Vroeg maar toch uitgerust staan we de volgende ochtend op. Niet alleen wij zijn vroeg onderweg. Tientallen arbeiders vullen hun rieten manden met watermeloenen om ze vervolgens leeg te gooien in een laadbak van een Tuk-Tuk. Zo noem ik de kleine driewielers met laadbak, aangedreven op benzinemotor met v-snaar. Tokkelend rijden ze naar een verzamelpunt waar grote vrachtauto’s wachten op een volle lading watermeloenen. Die aansluitend onder luid getoeter, de smalle slechte wegen, in de chaotische dorpjes verlaten. Wellicht richting een nieuw handelspunt om de meloenen zo verder over de wereld te verspreiden. Met pijn aan mijn oren laten ze horen dat zij zeker niet degene zijn die snelheid minderen in het chaotische verkeer! Na meer inzicht gekregen te hebben hoe een watermeloen uiteindelijk in onze supermarkt terecht komt voel ik dat mijn conditie weer achteruit gaat. Omdat het wegdek blijft stijgen en dalen geef ik aan dat ik een rustdag nodig heb om te herstellen van de uitputtingsverschijnselen. Na nog 20 moeizame kilometers vinden we een goed hotel in Huichuan. Daar zoeken we kwalitatief goede en gezonde voeding om ons lichaam te herstellen. Zelf slaap ik eens goed bij en eet veel fruit. Na een dag rust is mijn lichaam klaar voor de komende monsterklim. Een slingerweg door een schitterend groene omgeving brengt ons naar een top van bijna 3000 meter hoogte. Boven is het nat en vreselijk koud maar bovenal genieten we van het waanzinnige uitzicht. We kijken uit over de scherpe haarspeldbochten diep in het natte, groene dal. Het lukt zelfs de Garmin (navigatie) niet om de weg goed in kaart te brengen en toont hem als een wirwar van strepen. Dik ingepakt dalen we af en warmen we ons tussendoor op aan een kom pittige noedels. Langzaam houdt de groene omgeving op en gaat het over in stadsleven. Met 116 kilometer op de teller is het tijd om een hotel te zoeken. Ook in deze mooie streek is het helaas onmogelijk een kampeerplekje te vinden. Overal zijn mensen, staat landbouw of worden nieuwe projecten gebouwd. Het lijkt of de natuur plek moet maken voor het nieuwe betonnen China. Oude culturele dorpjes worden van de kaart geveegd voor tunnels, bruggen en nieuwe superstrakke snelwegen. Al zijn wij met dat laatste stiekem erg blij!

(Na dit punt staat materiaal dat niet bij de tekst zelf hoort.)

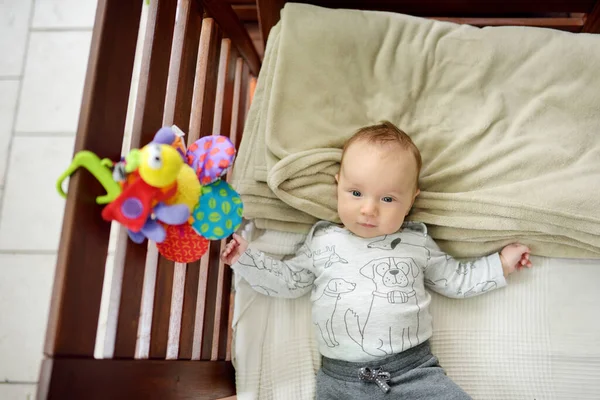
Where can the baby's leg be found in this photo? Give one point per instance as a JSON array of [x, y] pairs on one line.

Na een nacht rust en enkele reparaties aan Wouters fiets zijn we klaar voor de tocht richting Guangchang. Een route langs snelstromende rivieren en steile rotswanden leidt ons richting de stad. Zo bevinden we ons in een wereld van ongekend mooie natuur en zo fietsen we door dorpjes waar we eten en drinken inkopen. Ook tussen de hoge bergtoppen is het al vroeg warm en drinken we gemiddeld vijf tot zes liter water per dag. Onderweg kopen we flessen drinkwater terwijl de lokale bevolking vaak rivierwater gebruikt wat ze koken op een soort tv-schotel gericht naar de zon voor warmtereflectie. Het is helaas een vieze gedachte om tijdens een afdaling te zien dat onze middagsoep waarschijnlijk uit datzelfde water komt, waar ook de was, de afwas en toiletbehoeftes in gedaan worden. Geen wonder dat mijn lichaam zo nu en dan protesteert.

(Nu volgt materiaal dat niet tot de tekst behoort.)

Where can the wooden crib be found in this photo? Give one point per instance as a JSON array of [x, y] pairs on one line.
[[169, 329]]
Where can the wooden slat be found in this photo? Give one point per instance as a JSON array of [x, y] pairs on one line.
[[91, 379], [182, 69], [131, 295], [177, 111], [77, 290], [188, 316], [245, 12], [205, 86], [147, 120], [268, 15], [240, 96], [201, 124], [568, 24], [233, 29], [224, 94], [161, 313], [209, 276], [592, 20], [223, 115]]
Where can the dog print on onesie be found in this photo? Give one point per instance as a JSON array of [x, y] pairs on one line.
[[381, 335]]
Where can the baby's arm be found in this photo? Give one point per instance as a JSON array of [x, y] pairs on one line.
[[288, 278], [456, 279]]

Inmiddels is het 3 augustus en hebben we nog anderhalve maand om Shanghai te bereiken.  Weer ligt een monsterklim op ons te wachten. Na 70 kilometer valsplat omhoog, staan we aan het begin van een haarspeldbochtenweg zonder zichtbaar einde. Met volle moed beginnen we aan de pittige klim en meerdere malen wil ik naar een lager verzet schakelen terwijl mijn fiets niet meer versnellingen telt. Dit is klimmen, klimmen zonder te weten waar het hoogste punt is. Maar gelukkig ontneemt de mooie omgeving veel pijn en is er na 35 kilometer ongekend ploeteren een belonend uitzicht over een schitterend dal. In totaal zijn we 1400 meter gestegen en ligt er een lange afdaling voor ons die de teller uiteindelijk op een dagafstand van 145 kilometer laat eindigen voordat we een hotel tegen komen. Nog nooit heb ik me zo afgemat gevoeld dat de afdaling zelfs inspanning vereiste… Volledig uitgeput ploffen we op bed in Wen-Xian. Een authentiek dorpje met slechts één klein hotel. Vanaf hier zijn het nog twee dagen fietsen naar Guangchang.

 

Bikou

De volgende ochtend ontbijten we bij een klein kraampje op straat en eten een gerecht van dichtgevouwen deegrolletjes (Dim-sum) met vlees en veel olie. Klaargemaakt in een stapelbaar, aluminium of bamboe stoofpotje op een olievat met hete kolen. We vertrekken vroeg en volgen de ruige rivier langs de steile rotswanden. De weg is uitgekapt in de stenen wand en slingert met de rivier mee om zo in het dorp Bikou te komen. Langzaam vormt het ruige water een brede rustige stroom en eindigt in een gigantisch blauw stuwmeer. Drijvende eilanden, gebouwd van hout en netten worden gebruikt voor visvangst. Het is een vissersparadijs! De route is schitterend maar zwaar. Continu blijft de weg slingeren langs de steile wand en gaat langzaam op en af. Deze uitputtende rit wordt Wouter te veel. Verzwakt en misselijk valt hij na verschillende pauzes vermoeid naast zijn fiets. Binnen een korte tijd lukt het mij een bus aan te houden voor een lift naar Bikou. Daar vinden we snel een redelijk hotel en boeken voor vier dagen om goed bij te komen. Na een goede nachtrust voel ik me weer fit en verken het vissersdorpje. Als enige blanke westerling struin ik door de straten, winkels en markten opzoek naar gezonde voeding. Langzaam sterkt Wouter aan. In de tussentijd zoek ik contact met thuis, maak verschillende wandelingen en fiets een dag door het bergachtige gebied. Ik krijg de gelegenheid foto’s te knippen van prachtige insecten en beklim per fiets de weg richting een verderop gelegen stuwmeer. Langs deze schitterende route zie ik hoe kristalhelder bergwater, in de vorm van watervallen de lichtblauwe rivier opvult tot stuwmeer. Vanuit het hoogste punt geniet ik van het blauwe water tussen de groenbegroeide bergen. Het is een plaatje!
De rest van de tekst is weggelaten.